Libya'da durum çok tehlikeli. Ama sonuç ne olursa olsun Kaddafilerin işi zor. Bu zorluğun sonuçlarını görmek için de başta ABD olmak üzere Batı'nın tavrını görmemiz gerekiyor. Belki de bu nedenle Kaddafi'nin oğlu televizyona çıkıp klasik olarak Batılılara 'Biz gidersek radikal İslamcılar gelir' tehdit ve şantajında bulundu. Aynı şeyi Tunuslu Bin Ali ve Mısırlı Mübarek de yapmıştı. Bin Ali radikallerin en radikali Suudi Arabistan'a kaçmak zorunda kaldı. Mübarek ise İsrail'e kaçmak zorunda kalırsa çabuk olsun diye Şarm El-Şeyh'e yerleşti. Orada ayrıca küçük de olsa bir Amerikan birliği var. İktidara dönme planları yapan Mübarek'in sürekli olarak Kahire'deki dostlarıyla konuştuğu söyleniyor. 90 kadar Suudi Arabistanlı ve Suudi parasıyla beslenen başka ülkelerin din adamıysa önceki gün ortak bir bildiri yayınlayarak Mısır ve Tunus'ta İslami anlamda demokrasinin uygulanmasını aksi takdirde bu demokrasilere karşı olacaklarını ilan ettiler. Bu din adamlarına göre Batı tanımlı demokrasiler laik ve komünist güçlere de geçit verdiği için kabul edilmez.
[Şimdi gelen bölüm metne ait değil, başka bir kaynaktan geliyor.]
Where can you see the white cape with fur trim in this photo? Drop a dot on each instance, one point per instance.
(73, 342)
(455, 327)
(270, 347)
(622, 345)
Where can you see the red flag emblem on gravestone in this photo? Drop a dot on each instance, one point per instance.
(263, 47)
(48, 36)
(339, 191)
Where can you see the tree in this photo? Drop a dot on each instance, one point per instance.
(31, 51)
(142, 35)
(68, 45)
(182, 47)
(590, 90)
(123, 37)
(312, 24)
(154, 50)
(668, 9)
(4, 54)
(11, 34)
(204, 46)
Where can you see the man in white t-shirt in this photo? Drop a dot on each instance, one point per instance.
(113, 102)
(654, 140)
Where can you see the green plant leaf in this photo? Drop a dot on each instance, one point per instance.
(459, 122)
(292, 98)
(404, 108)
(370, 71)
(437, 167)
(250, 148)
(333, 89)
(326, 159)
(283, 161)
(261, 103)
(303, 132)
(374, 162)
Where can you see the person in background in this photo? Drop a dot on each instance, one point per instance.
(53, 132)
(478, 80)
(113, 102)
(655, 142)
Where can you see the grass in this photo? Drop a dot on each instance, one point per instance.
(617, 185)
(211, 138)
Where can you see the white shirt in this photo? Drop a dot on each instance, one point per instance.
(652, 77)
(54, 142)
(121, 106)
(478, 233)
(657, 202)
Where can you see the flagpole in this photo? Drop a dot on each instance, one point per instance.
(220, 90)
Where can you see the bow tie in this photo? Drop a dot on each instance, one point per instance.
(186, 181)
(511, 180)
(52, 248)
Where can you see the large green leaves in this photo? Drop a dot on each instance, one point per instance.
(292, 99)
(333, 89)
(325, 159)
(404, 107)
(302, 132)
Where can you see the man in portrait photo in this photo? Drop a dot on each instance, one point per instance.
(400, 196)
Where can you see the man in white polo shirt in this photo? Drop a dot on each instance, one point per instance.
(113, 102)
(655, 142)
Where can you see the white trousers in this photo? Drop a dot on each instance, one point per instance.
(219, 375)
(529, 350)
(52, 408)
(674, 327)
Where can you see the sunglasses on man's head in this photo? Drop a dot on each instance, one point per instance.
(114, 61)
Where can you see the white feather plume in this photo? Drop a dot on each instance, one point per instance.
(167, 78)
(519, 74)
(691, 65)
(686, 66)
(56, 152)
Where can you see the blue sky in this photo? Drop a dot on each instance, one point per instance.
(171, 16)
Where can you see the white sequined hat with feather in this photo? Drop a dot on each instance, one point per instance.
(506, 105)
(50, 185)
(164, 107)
ABD'nin bölgedeki en sadık ve zorunlu işbirlikçisi Suudi Arabistan yönetimi 100 yıldır böyle davranıyor. Kaide ve Taliban'ın kurulmasında başrol oynayan ve dünyadaki tüm radikal İslamcı grup ve örgütlerin arkasında bulunan Suudiler şimdi de yeni ABD planlarında benzer roller üstlenmek üzere farklı görevleri yerine getirmeye hazırlanmaktadır. ABD ise Ortadoğu'nun yeniden şekillendirilmesi planlarında bölgedeki tüm eski ve yeni dost ve müttefiklerinden yardım istiyor ve isteyecektir. Salı günkü yazımda tehlikeli kişi olarak nitelendirdiğim ABD'nin Ankara Büyükelçisi Ricciardone'nin yoğun çalışmalarını da bu çerçevede değerlendirebiliriz. Meğer elçi hazretleri bizim bu nitelendirmemizi kanıtlarcasına bir grup meslektaşımızla bir araya gelmiş ve kendi zekasıyla bu meslektaşlarımızdan 'bilgi ve izlenim' edinmeye çalışmış. İtiraf edeyim ki elçi hazretleriyle bir araya gelen meslektaşlarımızı cesur buldum. Çünkü Kahire kaynaklı WikiLeaks belgelerinde bol imzası bulunan bu kişinin, yeni WikiLeaks belgelerinde bu meslektaşlarımızın ağızlarından neler aktaracağını umursamadılar. Tıpkı bazı işadamları gibi. Onlar da elçi hazretleriyle sık sık bir araya geliyor ve Türkiye ile ilgili analiz, yorum ve değerlendirmelerini 'yüce makama' sunuyorlardır. Ama aralarında ABD politikalarının pisliklerini elçi hazretlerine söyleyecek kadar vatanperver ve cesur olanları da vardır.